French Hot Pot Pasta: "Pot au Feu" Penne
French Hot Pot Pasta: "Pot au Feu" Penne
Ingredients:
- 1 pound penne pasta
- 2 tablespoons unsalted butter
- 1 onion, diced
- 3 cloves garlic, minced
- 1 cup dry white wine (such as Sauvignon Blanc)
- 1 cup chicken broth
- 1/2 cup heavy cream
- 1 teaspoon dried thyme
- 1/2 teaspoon paprika
- Salt and pepper, to taste
- 1 cup grated Gruyère cheese (optional)
- Fresh parsley, chopped (optional)
Instructions:
1. Cook the penne pasta:
Bring a large pot of salted water to a boil. Cook the penne pasta according to package instructions until al dente. Reserve 1 cup of pasta water before draining.

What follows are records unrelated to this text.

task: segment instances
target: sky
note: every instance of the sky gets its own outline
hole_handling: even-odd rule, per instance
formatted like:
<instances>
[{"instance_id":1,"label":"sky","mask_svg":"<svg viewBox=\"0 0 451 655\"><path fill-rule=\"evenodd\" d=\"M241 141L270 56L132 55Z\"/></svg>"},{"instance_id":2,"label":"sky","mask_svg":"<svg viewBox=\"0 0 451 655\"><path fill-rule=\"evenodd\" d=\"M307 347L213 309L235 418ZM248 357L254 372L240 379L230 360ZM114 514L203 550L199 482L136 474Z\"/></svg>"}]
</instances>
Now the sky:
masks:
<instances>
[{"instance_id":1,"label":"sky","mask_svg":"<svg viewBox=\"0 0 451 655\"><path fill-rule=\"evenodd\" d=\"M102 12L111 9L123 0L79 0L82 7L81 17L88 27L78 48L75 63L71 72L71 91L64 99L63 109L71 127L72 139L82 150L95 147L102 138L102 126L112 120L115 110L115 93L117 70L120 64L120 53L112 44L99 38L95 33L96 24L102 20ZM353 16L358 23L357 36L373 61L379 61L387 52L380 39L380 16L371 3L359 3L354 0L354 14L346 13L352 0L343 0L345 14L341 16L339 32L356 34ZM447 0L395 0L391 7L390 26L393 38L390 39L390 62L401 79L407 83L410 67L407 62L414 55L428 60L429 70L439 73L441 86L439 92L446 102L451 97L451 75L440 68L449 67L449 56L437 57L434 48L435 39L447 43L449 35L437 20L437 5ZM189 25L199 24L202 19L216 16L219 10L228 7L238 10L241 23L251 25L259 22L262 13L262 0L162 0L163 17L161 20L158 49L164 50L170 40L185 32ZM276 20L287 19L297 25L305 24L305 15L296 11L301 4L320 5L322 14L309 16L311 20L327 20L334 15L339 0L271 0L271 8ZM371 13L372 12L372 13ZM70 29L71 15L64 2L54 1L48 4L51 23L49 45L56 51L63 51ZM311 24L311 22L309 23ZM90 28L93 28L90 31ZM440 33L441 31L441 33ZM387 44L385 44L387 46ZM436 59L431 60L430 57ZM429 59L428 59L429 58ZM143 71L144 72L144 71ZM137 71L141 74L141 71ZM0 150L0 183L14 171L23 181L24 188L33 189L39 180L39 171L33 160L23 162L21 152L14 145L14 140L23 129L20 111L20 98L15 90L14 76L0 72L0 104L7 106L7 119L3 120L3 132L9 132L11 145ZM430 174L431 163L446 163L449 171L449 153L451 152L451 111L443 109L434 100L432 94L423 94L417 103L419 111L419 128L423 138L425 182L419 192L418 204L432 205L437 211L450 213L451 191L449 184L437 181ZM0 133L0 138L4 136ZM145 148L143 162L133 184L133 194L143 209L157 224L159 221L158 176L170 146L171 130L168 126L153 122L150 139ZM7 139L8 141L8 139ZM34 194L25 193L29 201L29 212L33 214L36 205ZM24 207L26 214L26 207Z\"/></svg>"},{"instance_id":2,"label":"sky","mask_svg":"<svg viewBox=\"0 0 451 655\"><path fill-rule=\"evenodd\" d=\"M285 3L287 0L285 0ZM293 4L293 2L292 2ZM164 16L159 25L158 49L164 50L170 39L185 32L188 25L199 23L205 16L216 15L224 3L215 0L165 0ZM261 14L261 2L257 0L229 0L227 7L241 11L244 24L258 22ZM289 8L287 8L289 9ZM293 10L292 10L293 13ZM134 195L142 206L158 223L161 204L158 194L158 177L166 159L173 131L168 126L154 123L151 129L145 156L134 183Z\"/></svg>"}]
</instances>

2. Sauté the onion and garlic:
In a large skillet, melt the butter over medium heat. Add the diced onion and cook until translucent, about 5 minutes. Add the minced garlic and cook for an additional minute.
3. Add the wine and broth:
Pour in the white wine and chicken broth, scraping up any browned bits from the bottom of the skillet. Bring the mixture to a simmer and cook until reduced by half, about 5 minutes.,
4. Stir in the cream and spices:
5. Combine the pasta and sauce:
Add the cooked penne pasta to the skillet, tossing to coat with the creamy sauce. If the sauce seems too thick, add a bit of the reserved pasta water.
6. Serve with Gruyère and parsley:
Transfer the pasta to a serving dish or individual bowls. Top with grated Gruyère cheese and chopped parsley, if desired.